Yes.. It has happened again. Whoever said it happens only once in a lifetime was definitely lying. For a reader who has never been in the hearing distance of a Spanish speaker the title translates to “My Second love”. It is my feeble attempt to keep in touch with whatever little Spanish I have learnt so far.
So after heaps I wasn’t completely closed to the possibility that I will come along some idea that would leave me enamoured. Something so fundamentally beautiful that would raise the bar of what I consider an ingenious thought. And so the day came when in my Computer Architecture class at University of Michigan I was taught -
Lets dive a little into what is this idea all about. Modern day processors are out of order and pipelined.
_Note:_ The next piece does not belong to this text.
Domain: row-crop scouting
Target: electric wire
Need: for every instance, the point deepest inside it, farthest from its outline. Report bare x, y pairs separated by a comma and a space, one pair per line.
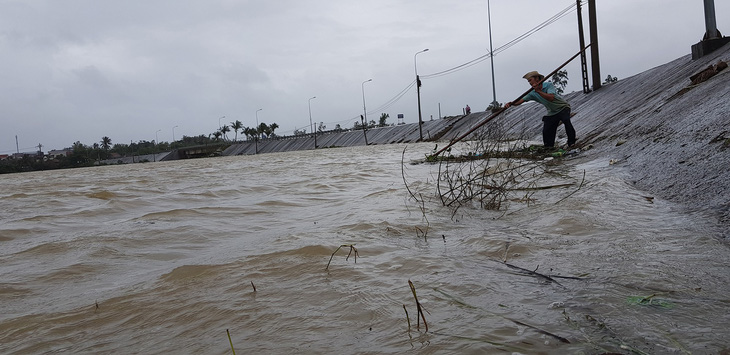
562, 13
The first adjective essentially means that a processor, irrespective of what order the instructions are fed to it, will execute them in the order it likes to gain maximum performance and the programmer shall still see the results that he/she expects. The second adjective simply means that the logic for each instruction is broken down into smaller pieces which can be termed as different stages in the execution.This allows us to start an instruction before the preceding one completes as multiple instructions can be in different stages at the same time. If the longest stage of our execution pipeline took x time units then the best possible throughput we could get is at least one instruction every x time units.
But there are reasons why we don’t quiet get this performance. One of these is data hazards.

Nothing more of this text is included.